The oral LD50 value of the test item was ranked within the following ranges: 0-5, 5-50, 50-300 or 300-2000 mg/kg b.w. or as exceeding 2000 mg/kg b.w. The LD50 cut-off value was established based on OECD guideline 423. No statistical analysis was performed (The method used is not intended to allow the calculation of a precise LD50 value).

The results were evaluated according to:
- Globally Harmonized System of Classification and Labelling of Chemicals (GHS) of the United Nations (2017) (including all amendments).
- Regulation (EC) No 1272/2008 of the European Parliament and of the Council of 16 December 2008 on classification, labelling and packaging of items and mixtures (including all amendments).

Results and discussion

Mortality:

No mortality occurred.

Clinical signs:

other: Hunched posture was noted for all animals between Days 1 and 3 and erected fur in all animals on Day 1.

Gross pathology:

No abnormalities were found at macroscopic post mortem examination of the animals.

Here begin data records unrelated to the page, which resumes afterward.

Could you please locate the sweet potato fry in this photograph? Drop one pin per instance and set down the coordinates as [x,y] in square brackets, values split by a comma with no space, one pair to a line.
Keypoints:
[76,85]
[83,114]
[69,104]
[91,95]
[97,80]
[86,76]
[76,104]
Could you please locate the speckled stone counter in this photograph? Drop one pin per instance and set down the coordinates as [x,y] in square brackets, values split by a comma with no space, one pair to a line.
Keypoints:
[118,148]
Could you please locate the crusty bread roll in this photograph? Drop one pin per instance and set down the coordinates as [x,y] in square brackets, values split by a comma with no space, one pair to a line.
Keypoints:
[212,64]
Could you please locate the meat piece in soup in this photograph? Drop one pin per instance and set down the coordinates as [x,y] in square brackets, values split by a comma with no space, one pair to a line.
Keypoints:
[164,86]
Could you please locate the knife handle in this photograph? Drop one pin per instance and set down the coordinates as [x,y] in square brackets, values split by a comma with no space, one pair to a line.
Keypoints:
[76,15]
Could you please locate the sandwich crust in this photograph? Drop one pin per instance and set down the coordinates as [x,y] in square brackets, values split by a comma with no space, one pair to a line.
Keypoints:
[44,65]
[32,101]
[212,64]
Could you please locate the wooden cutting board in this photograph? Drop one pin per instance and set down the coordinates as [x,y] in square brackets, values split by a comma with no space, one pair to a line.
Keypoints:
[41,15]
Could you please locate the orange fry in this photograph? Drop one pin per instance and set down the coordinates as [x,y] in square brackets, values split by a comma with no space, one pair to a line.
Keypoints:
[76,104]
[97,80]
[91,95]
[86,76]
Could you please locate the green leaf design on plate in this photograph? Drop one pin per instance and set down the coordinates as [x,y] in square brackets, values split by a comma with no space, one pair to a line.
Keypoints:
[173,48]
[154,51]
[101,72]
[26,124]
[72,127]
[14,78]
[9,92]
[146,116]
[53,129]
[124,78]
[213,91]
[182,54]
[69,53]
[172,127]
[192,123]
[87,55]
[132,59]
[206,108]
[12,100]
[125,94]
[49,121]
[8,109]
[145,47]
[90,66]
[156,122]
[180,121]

Applicant's summary and conclusion

Interpretation of results:

GHS criteria not met

Conclusions:

The oral LD50 value of the test item in Wistar Han rats was established to exceed 2000 mg/kg body weight.
According to the OECD 423 test guideline, the LD50 cut-off value was considered to exceed 5000 mg/kg body weight.
Based on these results, the test item does not have to be classified and has no obligatory labelling requirement for acute oral toxicity according to the Globally Harmonized System of Classification and Labelling of Chemicals (GHS) of the United Nations (2017) (including all amendments) and Regulation (EC) No 1272/2008 on classification, labelling and packaging of items and mixtures (including all amendments).

Executive summary:

The objective of this study was to assess the toxicity of the test item when administered in a single dose to female rats at one or more defined dosages. Furthermore, the results of the study allowed the test item to be ranked according to most classification systems, currently in use. This study should provide a rational basis for risk assessment in man.

The study was carried out in compliance with the guidelines described in:

•       OECD No.423 (2001) "Acute Oral Toxicity, Acute Toxic Class Method".

•       EC No 440/2008, part B: "Acute Oral Toxicity, Acute Toxic Class Method".

•       EPA, OPPTS 870.1100 (2002), "Acute Oral Toxicity".

•       JMAFF Guidelines (2000), including the most recent revisions.

The test item was administered by oral gavage to two consecutive groups of three female Wistar Han rats at 2000 mg/kg body weight. Animals were subjected to daily observations and weekly determination of body weight. Macroscopic examination was performed after terminal sacrifice (Day 15).

No mortality occurred.

Hunched posture was noted for all animals between Days 1 and 3 and erected fur in all animals on Day 1.

The body weight gain shown by the animals over the study period was considered to be similar to that expected for normal untreated animals of the same age and strain.

No abnormalities were found at macroscopic post mortem examination of the animals.

The oral LD50 value of the test item in Wistar Han rats was established to exceed 2000 mg/kg body weight.

According to the OECD 423 test guideline, the LD50 cut-off value was considered to exceed 5000 mg/kg body weight.

Based on these results, the test item does not have to be classified and has no obligatory labelling requirement for acute oral toxicity according to the Globally Harmonized System of Classification and Labelling of Chemicals (GHS) of the United Nations (2017) (including all amendments) and Regulation (EC) No 1272/2008 on classification, labelling and packaging of items and mixtures (including all amendments).